KENDAL, Liputan12.com — Sidang lanjutan perkara dugaan tindak pidana kehutanan dengan terdakwa Kurniasari binti (Alm.) Yaya Sapya kembali berlangsung di Pengadilan Negeri Kendal, Senin (1/12/2025). Agenda persidangan kali ini memasuki tahap duplik, yang dibacakan oleh tim penasihat hukum dari Josant and Friend’s Law Firm (JAFLI). Penyampaian duplik diwakili oleh Yanuar Habib dan Sumanto, tim kuasa hukum terdakwa.
Dalam pembacaan dupliknya, Yanuar Habib dan Sumanto, menegaskan bahwa dakwaan dan tuntutan Jaksa Penuntut Umum (JPU) tidak selaras dengan fakta persidangan. Pihaknya menyebutkan bahwa seluruh keterangan terdakwa dinilai konsisten, logis, serta didukung alat bukti objektif.
“Terdakwa tidak pernah memerintahkan penebangan, tidak berada di lokasi, dan tidak memiliki kapasitas maupun kewenangan dalam transaksi kayu tersebut. Perannya hanya mengenalkan sopir kepada pemilik kayu adat,” kata Yanuar dan Sumanto bergantian, di hadapan Majelis Hakim.
Kuasa hukum menilai tidak ada satu pun bukti yang menyatakan keterlibatan langsung maupun tidak langsung dari terdakwa dalam aktivitas penebangan atau pengangkutan kayu. Mereka menuding JPU tetap memaksakan argumentasi yang tidak sesuai dengan keterangan saksi, ahli, dan bukti-bukti resmi.

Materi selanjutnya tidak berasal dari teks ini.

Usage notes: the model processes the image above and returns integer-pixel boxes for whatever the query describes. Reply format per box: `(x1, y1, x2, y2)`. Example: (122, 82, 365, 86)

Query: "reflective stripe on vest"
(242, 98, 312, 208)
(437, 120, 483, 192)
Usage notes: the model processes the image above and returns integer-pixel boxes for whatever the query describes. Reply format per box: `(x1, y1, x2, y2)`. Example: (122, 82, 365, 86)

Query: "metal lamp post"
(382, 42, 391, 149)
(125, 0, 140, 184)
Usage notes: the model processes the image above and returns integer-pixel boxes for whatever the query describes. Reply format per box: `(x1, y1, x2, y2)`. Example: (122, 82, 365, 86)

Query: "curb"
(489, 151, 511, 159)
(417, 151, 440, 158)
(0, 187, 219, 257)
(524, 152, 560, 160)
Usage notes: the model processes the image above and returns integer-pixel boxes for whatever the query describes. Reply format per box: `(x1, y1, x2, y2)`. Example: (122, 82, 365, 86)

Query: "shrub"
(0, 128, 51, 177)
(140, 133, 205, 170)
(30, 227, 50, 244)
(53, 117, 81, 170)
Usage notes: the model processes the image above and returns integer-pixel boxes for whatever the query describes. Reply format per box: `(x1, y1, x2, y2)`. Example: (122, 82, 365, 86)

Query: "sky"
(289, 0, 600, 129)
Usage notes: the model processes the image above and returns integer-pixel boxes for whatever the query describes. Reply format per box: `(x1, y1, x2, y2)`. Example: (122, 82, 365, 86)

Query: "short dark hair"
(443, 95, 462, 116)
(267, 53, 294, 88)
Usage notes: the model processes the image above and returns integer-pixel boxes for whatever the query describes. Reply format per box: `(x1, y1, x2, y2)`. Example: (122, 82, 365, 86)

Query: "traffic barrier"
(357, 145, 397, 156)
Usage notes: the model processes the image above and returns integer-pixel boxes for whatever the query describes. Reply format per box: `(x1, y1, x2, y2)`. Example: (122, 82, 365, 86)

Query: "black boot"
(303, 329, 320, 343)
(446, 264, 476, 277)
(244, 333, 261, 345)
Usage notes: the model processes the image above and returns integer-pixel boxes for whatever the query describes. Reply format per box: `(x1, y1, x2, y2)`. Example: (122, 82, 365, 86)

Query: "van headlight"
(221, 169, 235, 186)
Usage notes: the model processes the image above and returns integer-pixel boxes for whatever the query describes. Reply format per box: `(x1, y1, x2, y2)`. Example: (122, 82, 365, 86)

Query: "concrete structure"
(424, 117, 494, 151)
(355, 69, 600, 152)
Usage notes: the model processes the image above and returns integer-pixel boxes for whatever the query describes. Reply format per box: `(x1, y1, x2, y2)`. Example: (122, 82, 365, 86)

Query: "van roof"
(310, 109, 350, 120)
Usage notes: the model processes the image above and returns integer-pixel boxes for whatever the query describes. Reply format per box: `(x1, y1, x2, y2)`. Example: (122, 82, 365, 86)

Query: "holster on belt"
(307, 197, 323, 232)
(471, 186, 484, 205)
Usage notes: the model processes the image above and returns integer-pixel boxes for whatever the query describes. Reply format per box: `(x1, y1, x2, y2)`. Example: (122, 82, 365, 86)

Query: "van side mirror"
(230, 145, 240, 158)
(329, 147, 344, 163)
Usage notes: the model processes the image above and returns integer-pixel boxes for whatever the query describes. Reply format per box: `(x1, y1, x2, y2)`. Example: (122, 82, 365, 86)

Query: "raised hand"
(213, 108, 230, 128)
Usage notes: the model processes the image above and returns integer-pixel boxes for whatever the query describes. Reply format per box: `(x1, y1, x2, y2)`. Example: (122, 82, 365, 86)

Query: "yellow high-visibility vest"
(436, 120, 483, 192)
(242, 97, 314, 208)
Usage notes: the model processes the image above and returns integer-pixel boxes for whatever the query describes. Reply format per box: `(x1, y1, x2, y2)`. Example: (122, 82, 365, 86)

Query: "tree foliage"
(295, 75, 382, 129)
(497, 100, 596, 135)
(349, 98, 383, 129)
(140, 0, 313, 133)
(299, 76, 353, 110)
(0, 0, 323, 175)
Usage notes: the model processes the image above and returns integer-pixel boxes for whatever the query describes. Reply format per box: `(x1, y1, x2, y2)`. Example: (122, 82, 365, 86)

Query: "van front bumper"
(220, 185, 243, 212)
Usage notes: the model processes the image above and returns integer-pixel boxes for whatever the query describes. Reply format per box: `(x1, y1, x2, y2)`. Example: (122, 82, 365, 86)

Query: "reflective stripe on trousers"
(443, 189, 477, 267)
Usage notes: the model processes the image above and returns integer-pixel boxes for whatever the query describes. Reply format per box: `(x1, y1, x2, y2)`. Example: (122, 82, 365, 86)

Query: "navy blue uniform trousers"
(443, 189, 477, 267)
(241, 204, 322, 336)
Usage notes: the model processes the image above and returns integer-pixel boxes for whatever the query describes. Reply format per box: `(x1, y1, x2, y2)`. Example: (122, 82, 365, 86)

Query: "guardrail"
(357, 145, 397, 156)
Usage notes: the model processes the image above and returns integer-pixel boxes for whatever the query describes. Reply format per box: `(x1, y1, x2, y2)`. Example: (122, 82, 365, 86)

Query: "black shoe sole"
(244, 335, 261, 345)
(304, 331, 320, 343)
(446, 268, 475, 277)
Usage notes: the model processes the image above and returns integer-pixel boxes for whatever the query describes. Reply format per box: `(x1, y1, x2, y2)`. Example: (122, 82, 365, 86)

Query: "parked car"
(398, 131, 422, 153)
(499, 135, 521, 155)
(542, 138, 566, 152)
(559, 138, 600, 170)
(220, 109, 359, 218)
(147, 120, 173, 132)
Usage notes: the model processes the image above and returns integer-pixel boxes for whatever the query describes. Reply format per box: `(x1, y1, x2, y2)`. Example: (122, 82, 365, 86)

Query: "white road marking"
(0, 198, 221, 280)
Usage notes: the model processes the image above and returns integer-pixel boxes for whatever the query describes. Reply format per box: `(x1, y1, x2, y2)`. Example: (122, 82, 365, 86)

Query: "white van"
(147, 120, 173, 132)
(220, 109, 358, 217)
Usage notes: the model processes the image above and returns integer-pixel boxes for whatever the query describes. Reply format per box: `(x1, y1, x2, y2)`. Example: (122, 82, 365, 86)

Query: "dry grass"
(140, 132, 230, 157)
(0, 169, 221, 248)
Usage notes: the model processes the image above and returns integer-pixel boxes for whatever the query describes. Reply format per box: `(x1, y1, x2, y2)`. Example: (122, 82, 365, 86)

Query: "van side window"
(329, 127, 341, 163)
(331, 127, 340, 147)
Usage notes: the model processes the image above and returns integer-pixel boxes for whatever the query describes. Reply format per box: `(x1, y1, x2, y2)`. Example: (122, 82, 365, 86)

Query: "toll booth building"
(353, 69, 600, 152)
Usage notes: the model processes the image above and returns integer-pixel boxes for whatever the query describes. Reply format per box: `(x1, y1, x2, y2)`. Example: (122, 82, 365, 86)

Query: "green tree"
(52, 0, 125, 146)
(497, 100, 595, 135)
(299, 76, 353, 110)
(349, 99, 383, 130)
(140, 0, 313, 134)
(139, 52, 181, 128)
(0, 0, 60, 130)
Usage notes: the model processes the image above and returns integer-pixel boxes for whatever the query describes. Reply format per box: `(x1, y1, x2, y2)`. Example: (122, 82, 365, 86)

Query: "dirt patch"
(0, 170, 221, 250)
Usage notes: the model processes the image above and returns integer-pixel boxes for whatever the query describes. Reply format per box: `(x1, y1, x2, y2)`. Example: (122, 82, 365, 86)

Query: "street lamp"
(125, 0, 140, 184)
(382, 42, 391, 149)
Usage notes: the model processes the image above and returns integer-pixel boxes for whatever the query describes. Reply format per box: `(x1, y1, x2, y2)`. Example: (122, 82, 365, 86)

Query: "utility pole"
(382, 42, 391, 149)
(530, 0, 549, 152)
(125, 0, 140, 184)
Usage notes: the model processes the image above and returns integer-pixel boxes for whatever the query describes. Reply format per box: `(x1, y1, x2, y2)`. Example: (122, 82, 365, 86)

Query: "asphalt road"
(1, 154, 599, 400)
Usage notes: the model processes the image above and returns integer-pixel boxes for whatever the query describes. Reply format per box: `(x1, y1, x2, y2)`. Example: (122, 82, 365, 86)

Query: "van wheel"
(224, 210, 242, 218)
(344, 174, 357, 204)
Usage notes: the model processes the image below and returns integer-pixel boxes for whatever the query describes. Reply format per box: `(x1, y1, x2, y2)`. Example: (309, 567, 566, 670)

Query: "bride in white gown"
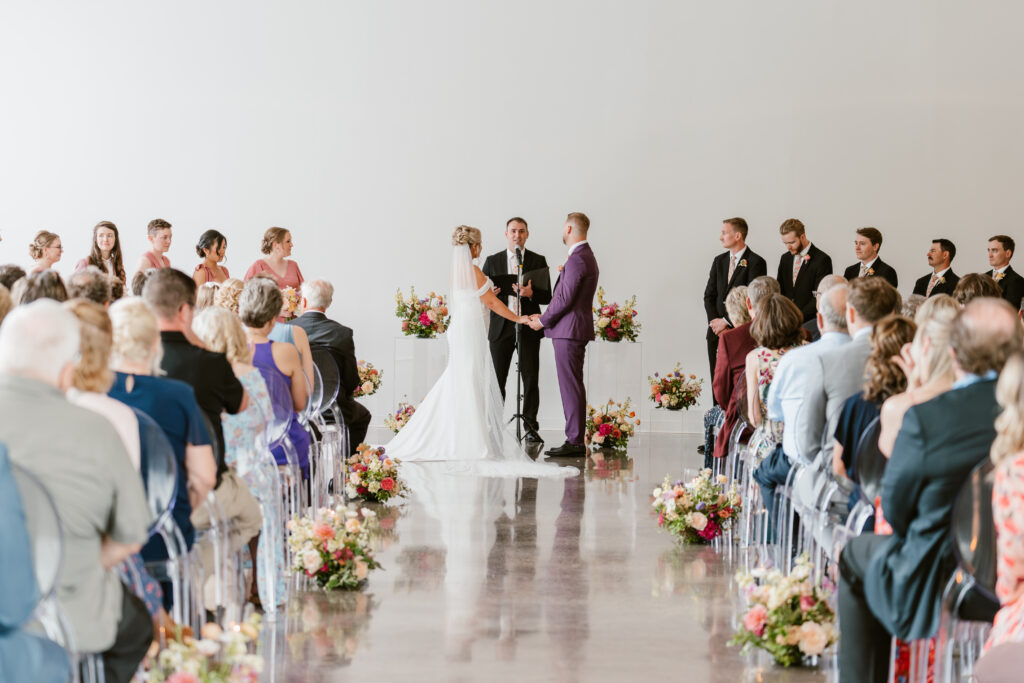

Tim hukum juga menyinggung kondisi psikologis dan sosial terdakwa yang disebut sebagai “korban dari kekeliruan administratif dan kesalahan prosedur penyidikan yang cacat sejak awal”. Karena itu, mereka meminta Majelis Hakim tidak hanya mempertimbangkan aspek legal formal, tetapi juga aspek kemanusiaan.
Dalam dupliknya, kuasa hukum memohon agar Majelis Hakim: menyatakan terdakwa tidak terbukti secara sah dan meyakinkan, membebaskan terdakwa (vrijspraak), atau setidaknya menyatakan tidak dapat dituntut (onslag van alle rechtsvervolging), memulihkan hak-hak terdakwa, dan memerintahkan pembebasan dari tahanan serta pengembalian barang bukti kepada pihak yang berhak.
*JPU Tetap pada Tuntutan, Sebut Unsur Pidana Sudah Terpenuhi*
Jaksa Penuntut Umum Kejari Kendal, Novita Nugraheni Sembodo, S.H., M.H. dalam replik yang telah dibacakan pada sidang sebelumnya tetap pada pendiriannya bahwa unsur-unsur tindak pidana telah terpenuhi.
JPU menilai dalil pembelaan mengenai asal-usul kayu dari tanah masyarakat tidak memiliki dasar, mengingat Pasal 1 angka 3 UU 41/1999 menegaskan bahwa kawasan hutan adalah wilayah yang ditetapkan pemerintah, sehingga klaim kayu berasal dari lahan adat tidak dapat dijadikan pembelaan tanpa bukti.
“Unsur kesengajaan dan sikap batin untuk memperoleh keuntungan telah terbukti. Pembelaan penasihat hukum tidak memiliki kekuatan untuk menggugurkan dakwaan maupun tuntutan,” tegas JPU dalam repliknya.
JPU tetap menyatakan terdakwa memenuhi unsur pidana sebagaimana dakwaan alternatif kedua terkait Pasal 83 ayat (1) huruf b UU 18/2013 tentang Pencegahan dan Pemberantasan Perusakan Hutan, yang telah diubah melalui UU Cipta Kerja.
Dengan demikian, JPU meminta Majelis Hakim: menolak seluruh pledoi, menerima replik JPU, dan menguatkan tuntutan pidana sesuai Register Perkara 166/Pid.Sus-LH/2025/PN.Kdl.
Majelis Hakim kemudian menutup sidang dan dijadwalkan akan melanjutkan persidangan berikutnya dengan agenda pembacaan putusan.